NEW YORK, Feb 19, 2026, 16:15 (EST) — After-hours

  • Spot gold was flat at $4,979.18 an ounce; April U.S. futures settled down 0.2% at $4,997.40
  • Traders are weighing U.S.-Iran headlines against Friday’s U.S. inflation data and the Fed rate path
  • Silver edged up; platinum and palladium fell

Gold prices steadied on Thursday, holding just under the $5,000 mark after another choppy session. Spot gold was unchanged at $4,979.18 per ounce, while U.S. gold futures for April delivery settled 0.2% lower at $4,997.40. (Reuters)

The metal has struggled to pick a direction as traders juggle two forces that tend to tug it in opposite ways: safe-haven demand from geopolitical risk and the pull of U.S. rates. Gold often benefits when investors rush to safety, but it can lose ground when interest rates rise.

Friday is the next big checkpoint. The U.S. government is due to publish the Personal Income and Outlays report for December, which includes the Personal Consumption Expenditures (PCE) price indexes — the Federal Reserve’s preferred inflation gauges — at 8:30 a.m. EST. (Bureau of Economic Analysis)

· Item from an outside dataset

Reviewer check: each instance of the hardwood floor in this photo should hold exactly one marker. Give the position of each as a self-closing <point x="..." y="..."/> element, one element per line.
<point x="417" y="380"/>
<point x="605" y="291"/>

“ We’re being whipsawed and moving sideways with volatility,” Daniel Pavilonis, senior market strategist at RJO Futures, said. He added that tensions with Iran were supporting bullion, but warned the market could still see “one more leg down” for reasons beyond geopolitics.

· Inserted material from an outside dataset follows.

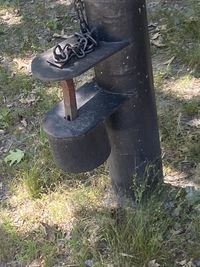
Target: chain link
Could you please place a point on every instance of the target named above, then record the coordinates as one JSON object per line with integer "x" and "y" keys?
{"x": 85, "y": 43}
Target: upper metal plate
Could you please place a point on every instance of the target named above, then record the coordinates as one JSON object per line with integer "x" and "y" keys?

Geopolitical risk stayed on the radar after President Donald Trump warned Iran it must reach a deal over its nuclear program within 10 to 15 days or face “really bad things,” in remarks that revived fears of a wider regional flare-up. (Reuters)

U.S. data also landed in the mix. Weekly jobless claims fell to 206,000 in the week ended Feb. 14, well below economists’ expectations for 225,000, suggesting the labour market is still holding together. (Reuters)

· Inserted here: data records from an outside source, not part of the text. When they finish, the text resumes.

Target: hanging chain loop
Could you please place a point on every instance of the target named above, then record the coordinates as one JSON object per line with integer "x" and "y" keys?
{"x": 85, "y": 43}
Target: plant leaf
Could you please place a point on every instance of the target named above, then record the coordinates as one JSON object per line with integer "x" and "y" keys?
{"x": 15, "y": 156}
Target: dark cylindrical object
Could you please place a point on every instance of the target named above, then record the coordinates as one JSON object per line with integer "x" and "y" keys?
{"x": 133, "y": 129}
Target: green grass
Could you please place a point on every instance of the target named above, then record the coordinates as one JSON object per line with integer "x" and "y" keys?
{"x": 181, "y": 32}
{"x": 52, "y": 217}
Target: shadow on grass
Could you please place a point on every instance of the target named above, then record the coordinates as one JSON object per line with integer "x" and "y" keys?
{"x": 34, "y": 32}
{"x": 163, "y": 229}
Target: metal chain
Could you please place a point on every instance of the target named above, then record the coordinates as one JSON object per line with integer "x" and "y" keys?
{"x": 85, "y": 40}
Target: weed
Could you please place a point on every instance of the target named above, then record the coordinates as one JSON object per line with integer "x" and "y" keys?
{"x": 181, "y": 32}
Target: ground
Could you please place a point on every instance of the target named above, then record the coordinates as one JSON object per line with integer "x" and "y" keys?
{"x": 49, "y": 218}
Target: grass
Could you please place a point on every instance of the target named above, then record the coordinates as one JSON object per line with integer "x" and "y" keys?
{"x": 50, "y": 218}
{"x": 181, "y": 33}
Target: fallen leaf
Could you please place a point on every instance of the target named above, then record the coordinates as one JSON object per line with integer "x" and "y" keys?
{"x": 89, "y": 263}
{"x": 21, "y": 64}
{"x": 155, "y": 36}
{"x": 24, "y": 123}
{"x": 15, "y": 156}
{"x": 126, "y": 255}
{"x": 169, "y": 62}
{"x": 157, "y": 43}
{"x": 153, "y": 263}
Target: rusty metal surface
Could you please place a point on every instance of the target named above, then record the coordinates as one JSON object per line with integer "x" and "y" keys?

Minutes from the Fed’s late-January meeting, released on Wednesday, showed officials split on what comes next, with some open to hikes if inflation stays sticky and others leaning toward cuts if price pressure cools. For gold, the direction of rates matters because the metal does not pay interest.

Investors will use Friday’s PCE numbers to test current rate-cut bets. Economists surveyed by Dow Jones Newswires and The Wall Street Journal expect headline PCE inflation of 2.8% year-on-year through December and core PCE at 3.0%, Investopedia reported; the same report noted markets still see the first cut in June via CME’s FedWatch tool. Deutsche Bank economists led by Justin Weidner said policymakers need “more clarity on inflation trends” before cutting again. (Investopedia)

The immediate risk is straightforward: a hotter-than-expected PCE print could push yields and the dollar higher, tightening financial conditions in ways that tend to weigh on bullion. A softer reading could do the opposite, giving gold room to push higher even without fresh geopolitical shocks.

Elsewhere in metals, spot silver rose 0.6% to $77.66 an ounce after a sharp jump on Wednesday. Platinum fell 0.8% to $2,054.08, while palladium slid 2.6% to $1,671.34.

But the tape around $5,000 looks fragile. If inflation re-accelerates or the Fed leans back toward the idea of higher-for-longer rates, gold could give back gains quickly; if U.S.-Iran tensions ease, the safe-haven bid can evaporate just as fast.

Traders now turn to Friday’s PCE report and any new headlines on U.S.-Iran diplomacy as the next catalysts for gold’s direction.